A dead man was no longer a person; the person was gone. Miller heard the scream now, clear in his conscience, faint and distant, but clear the association of this death by violence was bringing back the memory of a death by violence in the past, as murders, supposedly, are troubled by past sins. He saw Alexander Peters dying in pain, heard Jennifer Davis’s death screams hurling down its corridors, wafting across its pavilions.
New orderly buildings, an architect’s plan with the power house, the pine bordered athletic field. The staff residences, the bars patients behind latticed bars, lost faces, staring out of bars, “don’t let your mind go, John.” He heard Albert’s voice saying that. “Don’t be one of them.”
Miller rose, he moved with despairing earnestness, pushed through the turbid nightmare.

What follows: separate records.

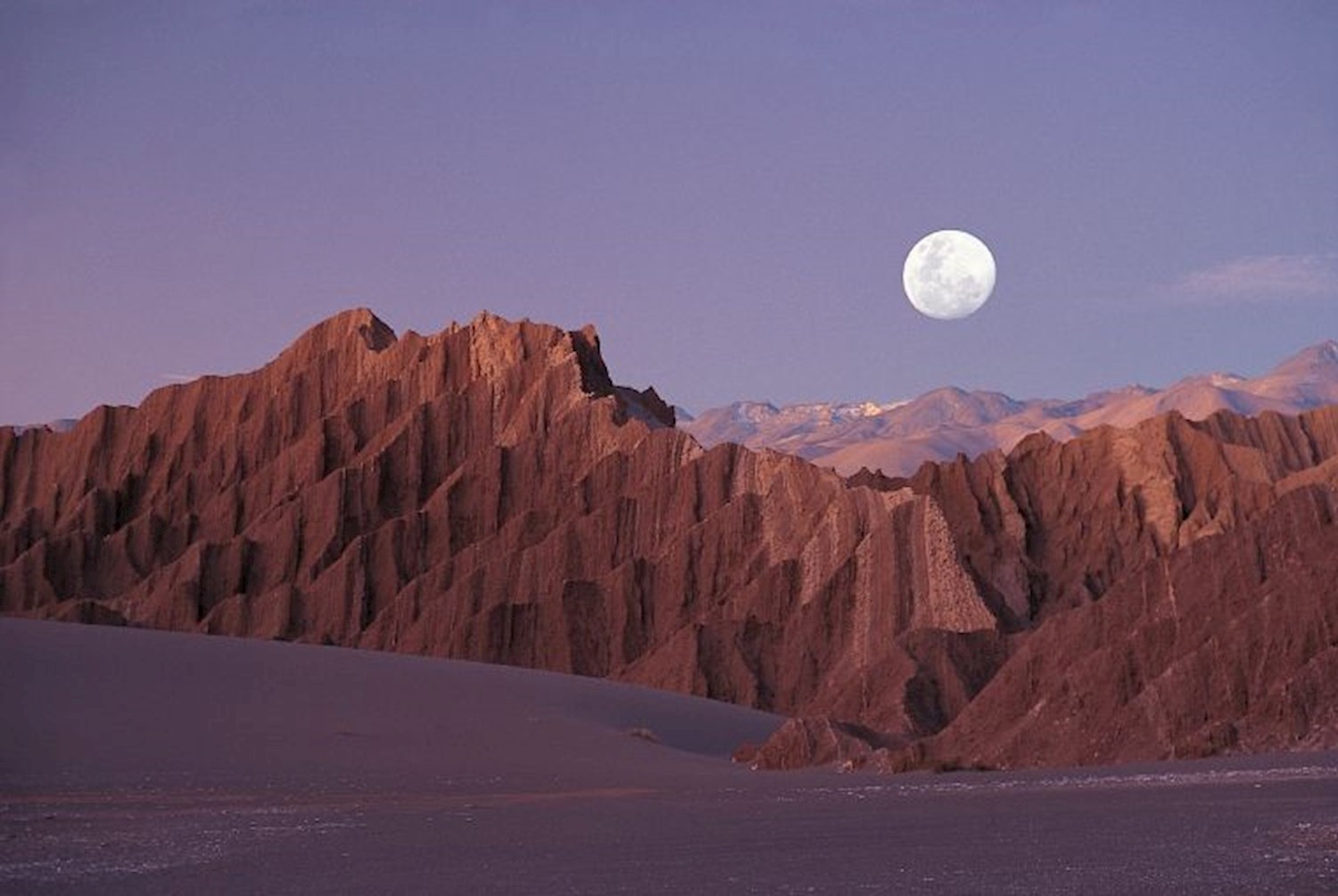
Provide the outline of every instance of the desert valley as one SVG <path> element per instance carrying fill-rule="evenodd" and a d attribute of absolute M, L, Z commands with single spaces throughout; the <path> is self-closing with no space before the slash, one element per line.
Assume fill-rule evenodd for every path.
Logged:
<path fill-rule="evenodd" d="M 652 849 L 633 818 L 670 798 L 685 825 L 673 836 L 692 841 L 708 816 L 769 832 L 741 857 L 702 853 L 714 855 L 709 888 L 739 889 L 739 859 L 759 891 L 826 880 L 914 892 L 945 883 L 929 871 L 943 861 L 934 837 L 896 833 L 918 844 L 900 871 L 856 861 L 846 877 L 811 877 L 812 865 L 777 877 L 761 871 L 776 845 L 809 834 L 772 813 L 816 806 L 844 838 L 894 805 L 939 817 L 958 792 L 978 801 L 926 824 L 993 828 L 986 806 L 1001 794 L 1046 825 L 1094 824 L 1062 805 L 1100 793 L 1132 801 L 1120 822 L 1141 832 L 1120 834 L 1131 848 L 1155 834 L 1185 851 L 1179 872 L 1161 861 L 1137 879 L 1061 837 L 1050 857 L 1076 869 L 1065 892 L 1331 885 L 1335 354 L 1330 342 L 1258 381 L 1200 382 L 1218 389 L 1207 397 L 1181 384 L 1008 400 L 1006 413 L 970 420 L 914 416 L 942 407 L 931 393 L 870 415 L 871 453 L 902 456 L 898 433 L 914 451 L 957 447 L 970 427 L 995 447 L 888 475 L 824 468 L 832 455 L 706 448 L 653 389 L 614 382 L 591 328 L 484 313 L 396 334 L 359 309 L 252 373 L 102 407 L 64 432 L 0 428 L 0 608 L 24 618 L 0 627 L 17 682 L 0 703 L 12 857 L 0 887 L 195 889 L 214 864 L 235 872 L 282 849 L 256 833 L 266 813 L 281 816 L 276 837 L 340 851 L 369 832 L 403 840 L 411 817 L 424 837 L 423 817 L 518 813 L 478 843 L 442 841 L 468 853 L 482 891 L 527 825 L 530 843 L 549 843 L 538 832 L 562 818 L 581 837 L 624 829 L 629 848 Z M 1042 432 L 1001 435 L 1018 420 Z M 1044 420 L 1065 423 L 1046 435 Z M 814 444 L 840 435 L 858 449 L 847 456 L 870 444 L 840 432 Z M 115 631 L 126 627 L 197 637 Z M 1216 756 L 1232 758 L 999 772 Z M 1211 814 L 1264 786 L 1271 845 L 1236 851 L 1236 864 L 1153 820 L 1165 800 Z M 207 849 L 169 848 L 203 843 L 219 806 L 240 814 L 210 828 Z M 169 817 L 177 834 L 146 833 Z M 590 817 L 611 826 L 595 833 Z M 1258 828 L 1250 817 L 1215 822 L 1230 828 L 1218 845 Z M 652 852 L 668 863 L 704 848 L 693 843 Z M 132 857 L 103 861 L 95 847 Z M 573 844 L 545 848 L 566 856 L 553 880 L 574 875 L 577 891 L 689 880 L 652 875 L 654 861 L 590 876 Z M 1283 860 L 1291 877 L 1276 876 Z M 986 887 L 982 863 L 962 865 L 958 888 Z M 1008 867 L 1009 892 L 1033 889 Z M 534 856 L 515 868 L 499 891 L 541 888 L 549 873 Z"/>

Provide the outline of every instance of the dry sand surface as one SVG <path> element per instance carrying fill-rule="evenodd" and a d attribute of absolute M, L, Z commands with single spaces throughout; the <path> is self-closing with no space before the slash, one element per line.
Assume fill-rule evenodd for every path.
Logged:
<path fill-rule="evenodd" d="M 0 682 L 3 892 L 1338 892 L 1331 753 L 760 773 L 710 701 L 15 619 Z"/>

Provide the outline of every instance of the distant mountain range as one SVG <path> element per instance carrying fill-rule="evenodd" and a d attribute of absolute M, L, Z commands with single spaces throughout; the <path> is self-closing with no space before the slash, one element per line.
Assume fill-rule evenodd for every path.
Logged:
<path fill-rule="evenodd" d="M 926 460 L 1010 449 L 1032 432 L 1065 440 L 1103 425 L 1131 427 L 1177 411 L 1203 420 L 1216 411 L 1252 416 L 1299 413 L 1338 404 L 1338 341 L 1329 340 L 1287 358 L 1268 373 L 1192 376 L 1152 389 L 1131 385 L 1085 399 L 1017 400 L 1001 392 L 955 386 L 890 404 L 792 404 L 736 401 L 696 417 L 680 413 L 681 429 L 702 445 L 735 441 L 799 455 L 851 475 L 862 467 L 910 476 Z"/>
<path fill-rule="evenodd" d="M 1319 404 L 1335 366 L 1327 344 L 1255 381 L 792 416 L 1012 440 Z M 1338 407 L 1036 435 L 910 479 L 673 424 L 593 328 L 355 309 L 249 373 L 0 427 L 0 614 L 713 697 L 792 717 L 740 750 L 765 768 L 1338 748 Z"/>

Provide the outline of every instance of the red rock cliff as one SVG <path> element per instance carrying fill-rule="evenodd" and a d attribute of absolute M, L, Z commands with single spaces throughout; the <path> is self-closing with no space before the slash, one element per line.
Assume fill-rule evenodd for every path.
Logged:
<path fill-rule="evenodd" d="M 896 766 L 1335 741 L 1338 411 L 851 481 L 672 424 L 593 329 L 348 312 L 260 370 L 0 428 L 0 610 L 636 681 Z"/>

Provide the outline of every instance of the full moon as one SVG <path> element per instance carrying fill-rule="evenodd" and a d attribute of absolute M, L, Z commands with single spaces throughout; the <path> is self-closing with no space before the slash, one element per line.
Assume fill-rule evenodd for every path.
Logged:
<path fill-rule="evenodd" d="M 994 292 L 994 255 L 965 230 L 935 230 L 906 255 L 902 286 L 921 314 L 941 321 L 966 317 Z"/>

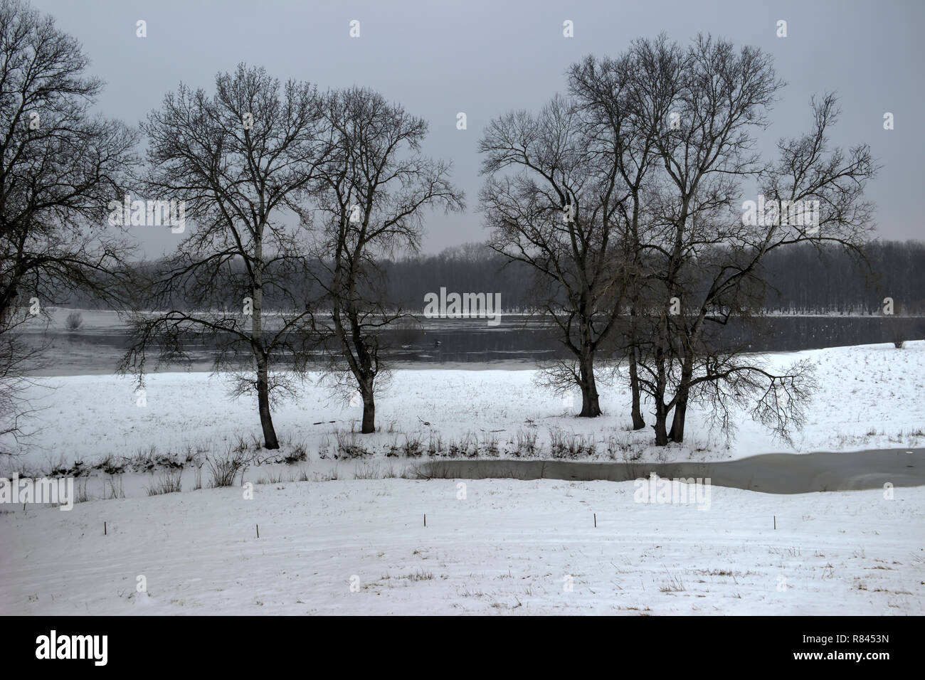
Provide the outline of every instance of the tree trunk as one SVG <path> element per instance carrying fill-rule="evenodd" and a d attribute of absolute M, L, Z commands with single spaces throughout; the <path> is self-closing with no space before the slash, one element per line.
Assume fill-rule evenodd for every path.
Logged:
<path fill-rule="evenodd" d="M 257 402 L 260 406 L 260 426 L 264 428 L 264 448 L 278 449 L 277 431 L 270 415 L 270 381 L 265 357 L 257 359 Z"/>
<path fill-rule="evenodd" d="M 376 401 L 373 392 L 363 392 L 363 428 L 360 430 L 364 435 L 376 432 Z"/>
<path fill-rule="evenodd" d="M 254 240 L 253 309 L 251 317 L 251 335 L 257 359 L 257 403 L 260 410 L 260 426 L 264 428 L 264 447 L 278 449 L 277 431 L 270 415 L 269 358 L 264 350 L 264 244 L 258 233 Z"/>
<path fill-rule="evenodd" d="M 672 421 L 672 430 L 668 433 L 668 438 L 678 443 L 684 440 L 684 418 L 687 416 L 687 401 L 690 398 L 690 383 L 693 377 L 694 360 L 688 355 L 681 368 L 681 382 L 674 402 L 674 418 Z"/>
<path fill-rule="evenodd" d="M 635 353 L 636 349 L 634 347 L 630 351 L 630 389 L 633 392 L 633 429 L 638 430 L 646 427 L 646 420 L 642 417 L 640 407 L 639 368 L 636 365 Z"/>
<path fill-rule="evenodd" d="M 580 360 L 581 413 L 579 417 L 595 418 L 600 415 L 598 386 L 594 380 L 594 355 L 586 354 Z"/>
<path fill-rule="evenodd" d="M 687 415 L 687 394 L 678 398 L 674 404 L 674 417 L 672 420 L 672 429 L 668 433 L 668 438 L 672 441 L 678 443 L 684 440 L 684 418 Z"/>
<path fill-rule="evenodd" d="M 652 429 L 655 430 L 656 446 L 668 445 L 668 432 L 665 431 L 667 424 L 668 409 L 665 408 L 665 404 L 660 399 L 657 400 L 655 403 L 655 425 L 652 426 Z"/>

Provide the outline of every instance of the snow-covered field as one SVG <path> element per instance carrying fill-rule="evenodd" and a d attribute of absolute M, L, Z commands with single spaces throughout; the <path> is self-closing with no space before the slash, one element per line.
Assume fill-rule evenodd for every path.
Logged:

He found the wall switch. He waited till sanity leveled somewhat in his head, then he looked back at the figure on the floor, Albert Smith’s freakishly lean six foot six broken, his white doctor’s gown rumpled. A bloodied razor lay near Smith’s finger, red lines gashed his wrists, streams of blood had made ugly crisscross of rivulets in his cupped palms.
Then with the calm and practiced hands of an experienced physician, Miller began the bruise on the forehead, the severed radial arteries, and the advancement of rigor, twice he almost fainted.